Wednesday 7 August 2013

Recovery?

Recently, something that has been taking up a lot of space on my mind is the idea of recovery. What is recovery? If recovery begins once you initially seek help then I've been in recovery for 17 months; however it's only been the past 6 months that I've actually recovered at all.
Therapies and medication all take their time, and if you can't find the correct balance then it can take a very long time before you begin to notice improvements. I'm currently on my third medication and awaiting my 4th therapist. The idea of recovery to begin with is amazing, but in reality it's not that special. I've been waiting and waiting for things to go right for me and they never did. Right therapist, wrong medication. Right medication, no therapist. What I'm trying to say here is, recovery is something that should always be striven for among those of us who have suffered the misfortune of a mental disorder, however, don't let it put you off when it doesn't go your way. Countless times I thought "this is it, this is it, I'm getting better for good now", only to fall back into staying in bed for days, not eating and spending all my time crying. It happens, inevitably, but you have to force yourself through the tough days reminding yourself of all the reasons you have to get better. Something I did a little over a month ago, when I realised I found the medication that worked for me (Mirtazapine) was get a tattoo. I'd always wanted a bird on my wrist, a take on the 'butterfly technique' which aids peoples' efforts to cease self harming- the person would draw a butterfly on their wrist, and for as long as the butterfly remains you cannot harm yourself. When I told my mum she wasn't keen, and as I am very close with her I didn't want to get it knowing she would be unhappy about it and most likely hate it! I then decided on script, and that of Sylvia Plath. I thought it would be a good reminder that I do not want to kill myself, and the words I chose, if interpreted in a certain way, are very inspiring. I got my tattoo to remind myself that I am never, ever going to allow myself to be as ill as I was a year ago.

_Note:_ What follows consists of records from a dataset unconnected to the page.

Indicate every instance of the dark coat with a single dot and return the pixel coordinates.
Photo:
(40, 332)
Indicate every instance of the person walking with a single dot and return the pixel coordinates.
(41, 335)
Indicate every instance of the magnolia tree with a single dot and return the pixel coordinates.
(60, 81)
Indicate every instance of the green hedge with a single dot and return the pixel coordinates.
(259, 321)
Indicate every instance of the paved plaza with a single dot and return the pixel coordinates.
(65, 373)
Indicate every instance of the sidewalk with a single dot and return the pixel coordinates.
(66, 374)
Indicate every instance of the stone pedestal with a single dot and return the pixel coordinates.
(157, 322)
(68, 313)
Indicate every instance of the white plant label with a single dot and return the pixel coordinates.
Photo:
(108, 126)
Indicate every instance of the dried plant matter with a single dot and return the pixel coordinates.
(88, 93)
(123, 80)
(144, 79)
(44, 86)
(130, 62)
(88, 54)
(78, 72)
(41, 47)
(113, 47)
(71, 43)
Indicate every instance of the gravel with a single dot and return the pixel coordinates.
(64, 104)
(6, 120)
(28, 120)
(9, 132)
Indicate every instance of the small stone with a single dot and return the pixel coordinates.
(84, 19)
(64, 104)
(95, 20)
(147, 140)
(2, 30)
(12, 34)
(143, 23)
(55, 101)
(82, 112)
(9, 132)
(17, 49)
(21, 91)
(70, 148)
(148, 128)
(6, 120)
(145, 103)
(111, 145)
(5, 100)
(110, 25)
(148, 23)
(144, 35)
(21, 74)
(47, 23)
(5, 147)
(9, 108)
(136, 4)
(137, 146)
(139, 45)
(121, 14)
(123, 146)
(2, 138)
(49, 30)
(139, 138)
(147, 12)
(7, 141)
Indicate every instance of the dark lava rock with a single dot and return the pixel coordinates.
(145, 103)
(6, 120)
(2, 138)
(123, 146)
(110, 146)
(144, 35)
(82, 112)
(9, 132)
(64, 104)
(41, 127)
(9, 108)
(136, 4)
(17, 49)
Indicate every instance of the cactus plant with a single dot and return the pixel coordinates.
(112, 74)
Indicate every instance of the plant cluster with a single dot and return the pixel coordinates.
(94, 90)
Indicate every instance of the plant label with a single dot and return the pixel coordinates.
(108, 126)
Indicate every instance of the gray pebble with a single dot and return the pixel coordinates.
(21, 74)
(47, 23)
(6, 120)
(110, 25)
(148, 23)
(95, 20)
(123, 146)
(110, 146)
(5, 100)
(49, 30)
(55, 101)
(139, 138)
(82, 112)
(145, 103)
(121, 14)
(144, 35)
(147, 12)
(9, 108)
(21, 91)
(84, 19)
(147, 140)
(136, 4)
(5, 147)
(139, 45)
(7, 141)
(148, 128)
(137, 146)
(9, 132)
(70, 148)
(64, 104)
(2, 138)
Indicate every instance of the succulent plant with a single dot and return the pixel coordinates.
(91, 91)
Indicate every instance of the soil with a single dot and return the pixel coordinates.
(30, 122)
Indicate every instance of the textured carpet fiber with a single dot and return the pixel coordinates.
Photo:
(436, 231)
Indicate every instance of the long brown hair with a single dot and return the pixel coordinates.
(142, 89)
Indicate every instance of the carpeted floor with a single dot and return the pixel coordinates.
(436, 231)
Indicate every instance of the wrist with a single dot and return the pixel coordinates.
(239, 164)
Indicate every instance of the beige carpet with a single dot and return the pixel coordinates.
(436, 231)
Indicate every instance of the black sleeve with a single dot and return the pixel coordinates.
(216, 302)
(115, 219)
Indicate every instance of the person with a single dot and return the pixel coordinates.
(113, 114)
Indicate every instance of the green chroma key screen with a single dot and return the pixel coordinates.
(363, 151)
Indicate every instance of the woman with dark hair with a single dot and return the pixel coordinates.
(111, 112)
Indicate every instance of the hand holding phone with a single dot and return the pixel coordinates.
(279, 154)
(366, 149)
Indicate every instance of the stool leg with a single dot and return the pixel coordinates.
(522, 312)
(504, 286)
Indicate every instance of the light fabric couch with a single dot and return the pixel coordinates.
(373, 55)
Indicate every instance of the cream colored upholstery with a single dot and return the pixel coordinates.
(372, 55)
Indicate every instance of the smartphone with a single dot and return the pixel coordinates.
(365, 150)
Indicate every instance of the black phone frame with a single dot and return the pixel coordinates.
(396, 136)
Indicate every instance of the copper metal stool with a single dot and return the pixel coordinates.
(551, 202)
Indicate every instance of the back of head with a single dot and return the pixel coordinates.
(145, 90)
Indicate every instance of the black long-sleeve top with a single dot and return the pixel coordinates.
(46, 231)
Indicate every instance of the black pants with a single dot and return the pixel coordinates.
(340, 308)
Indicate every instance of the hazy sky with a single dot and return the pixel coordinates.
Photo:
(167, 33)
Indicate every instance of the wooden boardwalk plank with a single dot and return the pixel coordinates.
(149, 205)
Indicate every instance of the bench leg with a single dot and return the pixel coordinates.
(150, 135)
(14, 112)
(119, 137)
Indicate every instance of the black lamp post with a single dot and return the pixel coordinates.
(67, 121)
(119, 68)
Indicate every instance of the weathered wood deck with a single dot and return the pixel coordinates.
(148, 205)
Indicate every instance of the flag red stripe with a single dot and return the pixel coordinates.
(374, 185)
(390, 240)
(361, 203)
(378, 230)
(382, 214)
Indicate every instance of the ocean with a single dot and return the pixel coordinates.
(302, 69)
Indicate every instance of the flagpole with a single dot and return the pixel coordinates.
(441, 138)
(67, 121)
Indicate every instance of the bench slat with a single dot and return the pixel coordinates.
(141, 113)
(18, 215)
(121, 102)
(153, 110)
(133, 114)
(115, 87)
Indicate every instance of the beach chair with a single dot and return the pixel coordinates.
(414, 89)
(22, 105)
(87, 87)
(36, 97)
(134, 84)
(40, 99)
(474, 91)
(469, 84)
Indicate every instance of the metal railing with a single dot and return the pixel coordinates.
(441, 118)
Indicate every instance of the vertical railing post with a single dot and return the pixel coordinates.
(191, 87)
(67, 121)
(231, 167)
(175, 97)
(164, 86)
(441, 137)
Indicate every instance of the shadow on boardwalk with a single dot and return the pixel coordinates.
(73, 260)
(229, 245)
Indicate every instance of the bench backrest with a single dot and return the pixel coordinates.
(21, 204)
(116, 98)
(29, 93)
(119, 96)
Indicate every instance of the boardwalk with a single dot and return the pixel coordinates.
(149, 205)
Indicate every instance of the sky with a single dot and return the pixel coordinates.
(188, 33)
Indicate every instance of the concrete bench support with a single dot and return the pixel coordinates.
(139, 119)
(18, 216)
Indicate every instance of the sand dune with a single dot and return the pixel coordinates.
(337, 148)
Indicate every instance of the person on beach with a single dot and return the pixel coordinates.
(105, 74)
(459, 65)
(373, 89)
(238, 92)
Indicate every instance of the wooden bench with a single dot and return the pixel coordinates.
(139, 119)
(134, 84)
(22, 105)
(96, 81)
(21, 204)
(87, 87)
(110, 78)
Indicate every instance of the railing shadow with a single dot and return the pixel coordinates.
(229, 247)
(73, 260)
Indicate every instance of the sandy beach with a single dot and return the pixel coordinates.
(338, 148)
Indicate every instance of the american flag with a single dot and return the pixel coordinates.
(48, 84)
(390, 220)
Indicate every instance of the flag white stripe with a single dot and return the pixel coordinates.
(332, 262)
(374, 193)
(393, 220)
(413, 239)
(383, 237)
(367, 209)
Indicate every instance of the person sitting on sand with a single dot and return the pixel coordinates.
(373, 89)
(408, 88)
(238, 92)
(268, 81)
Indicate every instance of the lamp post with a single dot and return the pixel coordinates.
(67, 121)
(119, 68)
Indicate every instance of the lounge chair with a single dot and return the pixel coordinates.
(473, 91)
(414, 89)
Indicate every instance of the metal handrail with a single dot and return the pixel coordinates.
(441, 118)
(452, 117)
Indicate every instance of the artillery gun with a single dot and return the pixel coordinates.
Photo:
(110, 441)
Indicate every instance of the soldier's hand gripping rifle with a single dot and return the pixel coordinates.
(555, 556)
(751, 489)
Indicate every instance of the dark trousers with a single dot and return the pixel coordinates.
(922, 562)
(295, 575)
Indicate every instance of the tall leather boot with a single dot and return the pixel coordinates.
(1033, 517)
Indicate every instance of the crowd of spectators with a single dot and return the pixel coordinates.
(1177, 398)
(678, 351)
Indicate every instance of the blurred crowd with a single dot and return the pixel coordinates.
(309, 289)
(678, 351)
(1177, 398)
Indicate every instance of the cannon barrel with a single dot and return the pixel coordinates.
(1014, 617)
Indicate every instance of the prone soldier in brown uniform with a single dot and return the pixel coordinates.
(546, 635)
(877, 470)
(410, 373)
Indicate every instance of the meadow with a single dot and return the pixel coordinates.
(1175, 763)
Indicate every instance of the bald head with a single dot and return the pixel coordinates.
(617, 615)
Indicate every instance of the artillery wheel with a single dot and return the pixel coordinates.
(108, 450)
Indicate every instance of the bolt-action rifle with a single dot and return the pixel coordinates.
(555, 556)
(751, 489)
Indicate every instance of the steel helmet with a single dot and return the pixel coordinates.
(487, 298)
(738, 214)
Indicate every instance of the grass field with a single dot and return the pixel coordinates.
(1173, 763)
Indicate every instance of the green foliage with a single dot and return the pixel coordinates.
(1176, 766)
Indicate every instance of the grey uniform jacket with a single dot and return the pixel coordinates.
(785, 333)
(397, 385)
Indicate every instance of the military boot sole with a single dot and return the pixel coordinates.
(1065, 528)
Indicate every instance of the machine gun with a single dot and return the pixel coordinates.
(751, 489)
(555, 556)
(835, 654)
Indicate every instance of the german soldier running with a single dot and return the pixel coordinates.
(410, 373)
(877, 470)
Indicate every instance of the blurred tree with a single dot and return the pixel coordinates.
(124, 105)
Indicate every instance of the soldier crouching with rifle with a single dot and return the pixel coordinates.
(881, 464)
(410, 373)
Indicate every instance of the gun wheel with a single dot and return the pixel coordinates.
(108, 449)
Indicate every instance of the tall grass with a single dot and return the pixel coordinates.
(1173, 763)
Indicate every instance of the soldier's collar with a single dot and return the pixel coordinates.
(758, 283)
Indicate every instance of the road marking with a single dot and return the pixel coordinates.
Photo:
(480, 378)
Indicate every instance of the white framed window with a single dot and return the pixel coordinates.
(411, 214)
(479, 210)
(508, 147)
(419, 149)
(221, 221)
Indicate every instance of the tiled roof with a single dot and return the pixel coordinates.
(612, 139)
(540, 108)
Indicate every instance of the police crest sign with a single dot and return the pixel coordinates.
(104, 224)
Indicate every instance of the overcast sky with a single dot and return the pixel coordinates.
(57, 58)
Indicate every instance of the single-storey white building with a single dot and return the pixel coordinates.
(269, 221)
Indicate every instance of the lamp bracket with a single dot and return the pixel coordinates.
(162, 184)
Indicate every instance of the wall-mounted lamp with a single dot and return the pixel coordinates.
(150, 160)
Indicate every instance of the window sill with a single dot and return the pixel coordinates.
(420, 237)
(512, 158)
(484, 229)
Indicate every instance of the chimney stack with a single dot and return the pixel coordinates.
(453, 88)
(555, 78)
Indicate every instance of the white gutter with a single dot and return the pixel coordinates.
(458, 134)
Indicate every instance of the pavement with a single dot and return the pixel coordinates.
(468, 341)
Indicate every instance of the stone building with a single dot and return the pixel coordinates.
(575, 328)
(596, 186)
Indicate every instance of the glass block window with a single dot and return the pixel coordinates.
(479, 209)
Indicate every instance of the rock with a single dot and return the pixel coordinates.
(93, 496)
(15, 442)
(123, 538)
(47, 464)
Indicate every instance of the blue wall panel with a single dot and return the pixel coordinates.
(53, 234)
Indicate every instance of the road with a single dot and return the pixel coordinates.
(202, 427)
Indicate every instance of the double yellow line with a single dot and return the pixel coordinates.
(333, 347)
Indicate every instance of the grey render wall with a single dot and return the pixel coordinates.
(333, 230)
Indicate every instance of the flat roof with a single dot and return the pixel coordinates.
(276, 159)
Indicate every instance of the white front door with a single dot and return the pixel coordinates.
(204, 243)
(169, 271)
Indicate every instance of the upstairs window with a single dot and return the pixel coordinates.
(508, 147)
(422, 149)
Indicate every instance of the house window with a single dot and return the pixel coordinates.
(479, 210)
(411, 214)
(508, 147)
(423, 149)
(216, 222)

Now, I'm not suggesting everybody get a tattoo, however if there is anything you could do to remind yourself you're worth more than depression and you do deserve to get better and regain your life, then I urge you, do it!
Recovery can be a scary thought. It can seem like nothing is ever working and the whole world is against you getting better, but I promise if you continue to battle through it and stay strong, it is indeed reachable. If I can do it, at university away from my parents, my doctor, my therapist and the safety net of school, then anybody can.